Cosmo’s chief concern with the impending conflict, in fact, was the effect that the war would have on his business. Unfortunately, neither his letter nor the Census of 1860 records give any detail on what exactly his business was. The Census of 1870, however, lists Cosmo as a hardware merchant. Provided this was also his business in 1861, Cosmo found himself perched between the increasingly industrial North and the agricultural forces predominant in the South. Of course, the Northern states were still largely agricultural as well, but there was a shortage throughout the South of industrial facilities with which to mass produce tools for use on farms and plantations. Thus, like countless other Baltimore-based merchants, Cosmo found himself quite literally wedged between two radically different worldviews.
Within three days of Cosmo’s letter, President Lincoln called for 75,000 troops to put down the Rebellion. This event, Mayor George Brown recalled, only bred further tensions within the population of Baltimore. On April 17, Mayor Brown urged the population to avoid provoking violence and to render aid to authorities if violence did erupt. The following day, some Federal troops passed through Baltimore, prompting a group of citizens known as the States’ Rights Conventions to adopt a series of resolutions, one of which promised: “to repel, if need be, any invader who may come to establish a military despotism over us.” On April 19, the Sixth Massachusetts Infantry passed through the city, eliciting the reaction promised by the pro-Confederate citizenry. In what became known as the Pratt Street Riot, elements of the Baltimore police and several companies of soldiers found themselves assaulted by bricks and stones. As rioters attempted to seize the troops’ muskets, the soldiers opened fire.

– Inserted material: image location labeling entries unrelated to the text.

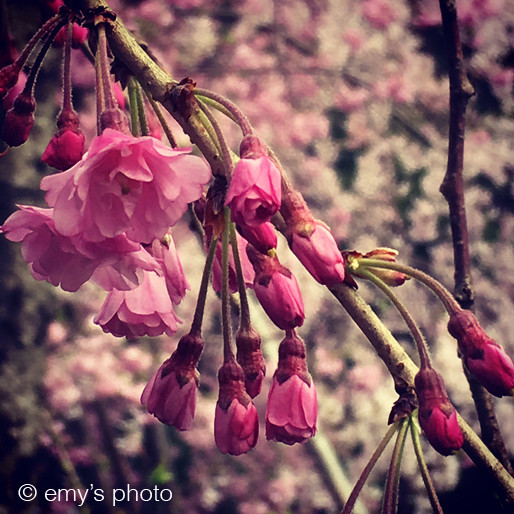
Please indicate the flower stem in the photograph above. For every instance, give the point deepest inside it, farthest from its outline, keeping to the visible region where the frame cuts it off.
(162, 120)
(134, 111)
(409, 320)
(237, 115)
(196, 325)
(369, 466)
(66, 103)
(228, 354)
(444, 295)
(393, 479)
(245, 309)
(429, 485)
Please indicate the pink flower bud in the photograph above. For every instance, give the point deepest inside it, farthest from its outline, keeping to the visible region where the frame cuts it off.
(67, 146)
(171, 393)
(236, 424)
(19, 120)
(254, 194)
(277, 290)
(311, 241)
(482, 355)
(263, 237)
(292, 406)
(437, 415)
(249, 356)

By the time the beleaguered soldiers made their way out of the city, eight rioters and three soldiers were dead; an additional twenty-four soldiers were wounded.
Over the course of the war, thousands of Baltimoreans found themselves facing one another. The breakdown of the democratic process, first seen by the residents of Baltimore on the evening of April 19, 1861, was complete. Unfortunately, we are left to wonder what Cosmo ultimately did during the conflict, though he no doubt saw friends and family take up arms on opposite sides, killing and being killed for what they held dear. Indeed, Cosmo found himself a resident one morning of a principal port of the United States, the next, a hotbed of sectional divisions.
Sources
Brown, George William. Baltimore and the Nineteenth of April, 1861: A Study of the War. Baltimore: N. Murray, 1887. Accessed September 29, 2017. https://archive.org/details/baltimoreandthen011339mbp.
Cleveland, J.F. The Tribune Almanac and Political Register for 1861. New York, NY: The Tribune Association, 1861. Accessed October 8, 2017.
Mackenzie, Cosmo. Cosmo Mackenzie to Colen Mackenzie, April 12, 1861. Civil War Vertical File Manuscript 59. Special Collections/Musselman Library, Gettysburg College, Gettysburg, Pennsylvania.
Population Schedules of the Ninth Census of the United States, 1870. Ancestry.com.
“The Pratt Street Riot (U.S. National Park Service).” National Parks Service. Accessed September 29, 2017.
Williams, Harlan G. and Albert Ritchie, Secretaries. Resolutions of the States’ Rights Convention, April 18, 1861. Located in George William Brown. Baltimore and the Nineteenth of April, 1861: A Study of the War. Baltimore: N. Murray, 1887. Accessed September 29, 2017.